In journalism, that distinction is essential, particularly when interviewing a source making such a serious allegation, Tremonti says.

It’s a lesson about the importance of asking the most basic of questions and one she carries with her.

“What keeps me going is I have a job to do, and I’m not perfect so I can always learn. I don’t believe that I’m the definitive word on things. I believe that I have to know enough to ask critical questions so that we can all learn.”

And as she continues to learn about the human condition through her work, so too do listeners.

Amid stories of horrific atrocities under ISIS rule in Mosul, Iraq, Tremonti spoke with Omar Mohammed, a university teacher who operated as an anonymous citizen journalist called Mosul Eye.
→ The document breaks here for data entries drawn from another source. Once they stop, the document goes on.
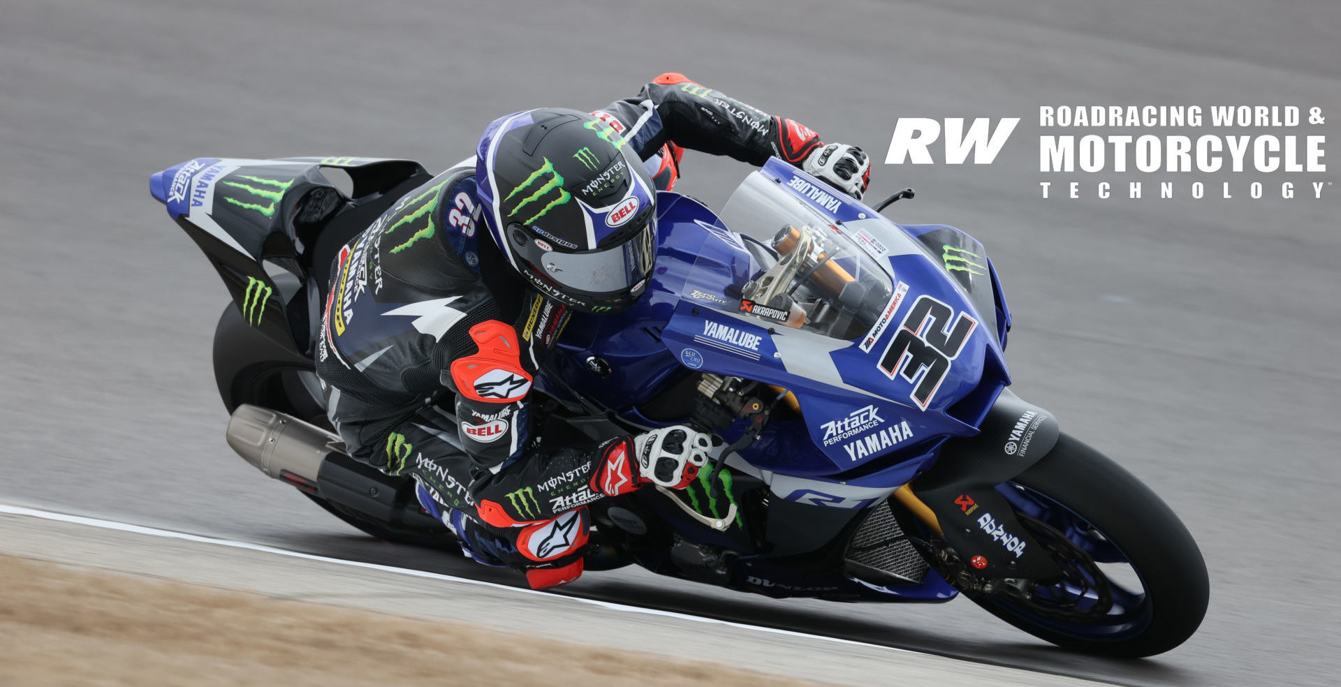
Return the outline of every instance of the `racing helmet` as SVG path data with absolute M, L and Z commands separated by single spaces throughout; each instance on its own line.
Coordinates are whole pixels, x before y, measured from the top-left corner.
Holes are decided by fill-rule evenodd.
M 540 293 L 583 313 L 632 306 L 656 260 L 656 191 L 616 125 L 528 110 L 489 123 L 477 149 L 495 243 Z

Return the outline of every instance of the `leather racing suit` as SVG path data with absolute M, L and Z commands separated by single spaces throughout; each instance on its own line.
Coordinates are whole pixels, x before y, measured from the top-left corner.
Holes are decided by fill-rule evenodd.
M 806 126 L 680 74 L 593 114 L 633 145 L 660 189 L 675 184 L 685 148 L 799 166 L 822 145 Z M 570 311 L 507 263 L 475 191 L 473 165 L 449 169 L 339 251 L 316 372 L 350 455 L 413 476 L 422 506 L 476 560 L 552 586 L 582 572 L 585 506 L 636 487 L 633 444 L 531 444 L 528 392 Z

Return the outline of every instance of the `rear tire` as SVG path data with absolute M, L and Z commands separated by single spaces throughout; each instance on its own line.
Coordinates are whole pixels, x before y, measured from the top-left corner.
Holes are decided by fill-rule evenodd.
M 1114 657 L 1163 653 L 1196 632 L 1210 600 L 1206 561 L 1177 515 L 1130 472 L 1062 433 L 1053 451 L 998 490 L 1037 539 L 1074 553 L 1054 553 L 1059 564 L 1098 572 L 1097 586 L 1114 601 L 1098 617 L 1067 617 L 1058 600 L 1074 588 L 1061 584 L 1031 588 L 1043 593 L 1042 604 L 1004 593 L 971 597 L 990 613 L 1053 644 Z M 1143 590 L 1125 589 L 1098 564 L 1129 565 Z M 1092 597 L 1073 600 L 1081 608 Z
M 261 335 L 243 321 L 233 303 L 224 309 L 215 329 L 215 380 L 229 413 L 247 403 L 331 429 L 312 361 Z M 406 498 L 413 498 L 409 478 L 404 480 L 405 484 L 397 492 L 404 491 Z M 378 539 L 430 549 L 456 549 L 452 531 L 426 514 L 418 523 L 389 523 L 320 496 L 302 494 L 345 523 Z

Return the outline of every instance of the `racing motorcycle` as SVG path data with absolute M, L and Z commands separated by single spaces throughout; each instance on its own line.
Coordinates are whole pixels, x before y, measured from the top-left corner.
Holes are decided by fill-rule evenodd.
M 213 350 L 229 444 L 374 537 L 455 549 L 406 478 L 342 452 L 312 372 L 333 258 L 429 178 L 405 160 L 196 158 L 150 189 L 233 298 Z M 1191 534 L 1010 390 L 987 251 L 878 212 L 911 195 L 873 209 L 776 158 L 720 213 L 660 192 L 648 293 L 570 321 L 535 378 L 539 441 L 692 424 L 713 458 L 683 491 L 591 505 L 587 569 L 779 598 L 963 593 L 1063 647 L 1179 645 L 1210 593 Z

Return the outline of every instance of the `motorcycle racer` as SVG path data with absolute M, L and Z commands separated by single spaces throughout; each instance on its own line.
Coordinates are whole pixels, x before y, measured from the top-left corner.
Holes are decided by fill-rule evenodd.
M 528 399 L 573 311 L 617 313 L 645 291 L 656 191 L 685 148 L 776 156 L 856 197 L 870 174 L 856 146 L 662 74 L 590 114 L 493 121 L 473 169 L 406 193 L 333 264 L 316 372 L 350 455 L 410 475 L 468 556 L 532 588 L 582 573 L 589 503 L 683 488 L 707 464 L 709 436 L 684 425 L 538 448 Z

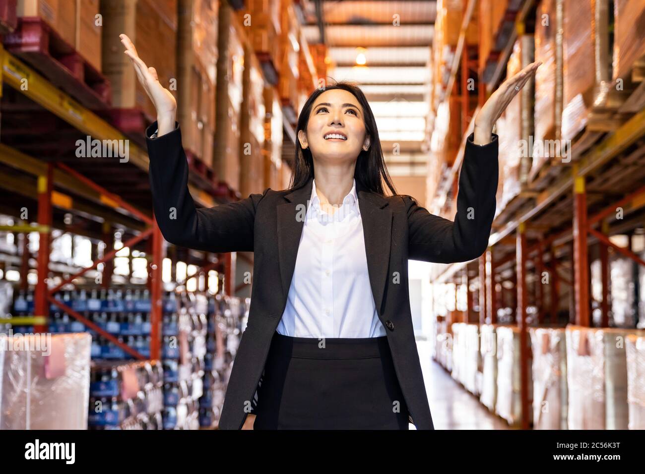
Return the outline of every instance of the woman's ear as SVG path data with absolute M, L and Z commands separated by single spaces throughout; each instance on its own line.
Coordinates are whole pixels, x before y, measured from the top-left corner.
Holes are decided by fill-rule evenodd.
M 363 150 L 364 150 L 366 152 L 370 149 L 370 135 L 368 135 L 367 138 L 365 139 L 365 142 L 363 143 Z
M 303 130 L 298 130 L 298 140 L 300 141 L 300 146 L 303 150 L 309 146 L 309 143 L 307 142 L 307 134 Z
When ISIS occupied the city, Mohammed went undercover to document what was happening. ISIS threatened to kill him “thousands of times.”

“So what compels a 31-year-old man to risk his life to tell the world—that kind of courage? I am really struck and humbled by people like that,” she says.

“I think it’s really important to bring those stories forward and I think that’s the kind of thing that moves me and drives me.”

In recognition for her commitment to public dialogue and social transformation through storytelling, Royal Roads University will present Tremonti with an honorary doctorate at the Spring 2018 Convocation Ceremony June 12.